EDITOR’S NOTE: Official Secrets will be released in the United States on August 30.
It was a cold Friday morning at the end of January 2003 when Katharine Gun first saw the e-mail that would change her life. The 27-year-old Mandarin specialist was working as a translator at Britain’s Government Communications Headquarters (GCHQ). The memo came from a man called Frank Koza based 3,500 miles away at the National Security Agency in Maryland. In these feverish weeks in early 2003, the British and American governments were desperate to persuade the United Nations Security Council to authorize war against Saddam Hussein‘s murderous regime. The instructions from Koza were plain. The British spies at GCHQ were being told to mount an intelligence “surge” on the United Nations itself. In particular, they were to target those members of the Security Council that were still undecided: Angola, Cameroon, Chile, Bulgaria, and Guinea, “as well as extra focus on Pakistan.”
One purpose of the operation was to provide ammunition for Secretary of State Colin Powell’s now notorious address to the United Nations on February 5 making false claims about the threat supposedly posed by Iraq’s weapons of mass destruction. Katharine and her colleagues were instructed to gather “the whole gamut of information that could give US policy makers an edge in obtaining results favorable to US goals or to head off surprises.”
After examining her conscience over the weekend, the young spy printed off the e-mail and posted it to a friend with contacts in the media. The memo eventually found its way to The Observer, where I was working at the time. What happened next is the subject of a new Hollywood movie starring Keira Knightley as Katharine Gun. Official Secrets, directed by Gavin Hood, is the third in a loose trilogy of political thrillers from the director, which also includes Eye in the Sky (2015) and Rendition (2007). The story of British and American “dirty tricks at the United Nations” broke at the beginning of March 2003 and was briefly on front pages across the world before a bigger story (the Iraq war itself) almost literally blew it away. Katharine Gun did not stop the war in Iraq, but what she did demonstrated that the US and UK were prepared to twist arms to fix the vote at the UN. She is in part, responsible for there being no specific Security Council resolution to authorize war, and so she can claim some responsibility for removing legal and moral cover for intervention.
In recent weeks I have been taking part in a series of panel discussions across the United States to accompany screenings of the film. The questions have often focused on what a story that took place over 16 years ago can tell us about the situation we find ourselves in today. Parallels with the present state of relations with Iran are obvious. But beyond that, it is important to ask why our institutions failed us so woefully during this period and how far this has fed into the rise of a populism so hostile to mainstream politics. This doesn’t just apply to the institutions of representative politics—the UK Parliament and the US Congress—but to the intelligence services on both sides of the Atlantic, our legal institutions, and our media. In their different ways, they all failed.

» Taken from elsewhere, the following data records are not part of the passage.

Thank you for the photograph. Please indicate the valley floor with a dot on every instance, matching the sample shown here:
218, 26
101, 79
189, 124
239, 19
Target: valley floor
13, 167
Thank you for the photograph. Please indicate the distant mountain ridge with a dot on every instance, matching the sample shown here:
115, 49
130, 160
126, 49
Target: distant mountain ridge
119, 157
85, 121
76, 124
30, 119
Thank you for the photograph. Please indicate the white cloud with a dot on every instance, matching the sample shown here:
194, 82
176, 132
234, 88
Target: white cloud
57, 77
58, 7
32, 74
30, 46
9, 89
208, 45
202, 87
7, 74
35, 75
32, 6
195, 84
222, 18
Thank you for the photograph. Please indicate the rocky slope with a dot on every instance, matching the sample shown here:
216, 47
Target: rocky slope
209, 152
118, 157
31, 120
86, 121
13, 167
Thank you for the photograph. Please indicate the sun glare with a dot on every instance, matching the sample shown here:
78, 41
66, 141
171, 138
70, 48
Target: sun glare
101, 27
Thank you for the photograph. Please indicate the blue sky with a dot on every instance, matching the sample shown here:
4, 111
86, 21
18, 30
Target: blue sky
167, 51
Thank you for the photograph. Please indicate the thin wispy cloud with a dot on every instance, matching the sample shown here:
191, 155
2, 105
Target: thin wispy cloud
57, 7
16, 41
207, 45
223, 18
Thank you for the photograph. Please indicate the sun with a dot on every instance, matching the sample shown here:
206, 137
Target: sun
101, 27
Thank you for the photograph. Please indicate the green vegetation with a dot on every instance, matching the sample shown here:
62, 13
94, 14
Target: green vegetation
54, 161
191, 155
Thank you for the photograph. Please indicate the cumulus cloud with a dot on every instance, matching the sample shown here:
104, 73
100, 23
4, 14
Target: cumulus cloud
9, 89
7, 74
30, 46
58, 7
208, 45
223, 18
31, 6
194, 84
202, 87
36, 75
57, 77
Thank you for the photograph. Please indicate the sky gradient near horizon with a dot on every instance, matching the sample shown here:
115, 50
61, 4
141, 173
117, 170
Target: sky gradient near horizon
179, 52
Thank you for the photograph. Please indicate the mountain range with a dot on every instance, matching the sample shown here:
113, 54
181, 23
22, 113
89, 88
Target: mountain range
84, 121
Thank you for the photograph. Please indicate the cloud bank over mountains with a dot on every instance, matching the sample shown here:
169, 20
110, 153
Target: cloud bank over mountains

On the evidence of the passionate discussions that have followed the screenings, I’m sure the release of Official Secrets will provoke new debate about the consequences of the Iraq war. But there is a further issue of equal importance. Perhaps because of the outbreak of war, perhaps because we didn’t follow up with enough energy, there still remain serious unanswered questions about the story revealed by Katharine Gun. Who was Frank Koza, the man who sent the memo? Under whose authority was he operating? Was this operation ordered at the highest levels of government—or had the NSA gone rogue? What did the spies of GCHQ find and how did they use the information? And what consequences did all this have on relations between the United States and the nations spied on at the UN?
American newspapers and TV networks studiously ignored the story in 2003. Perhaps now the time has come to do some serious digging.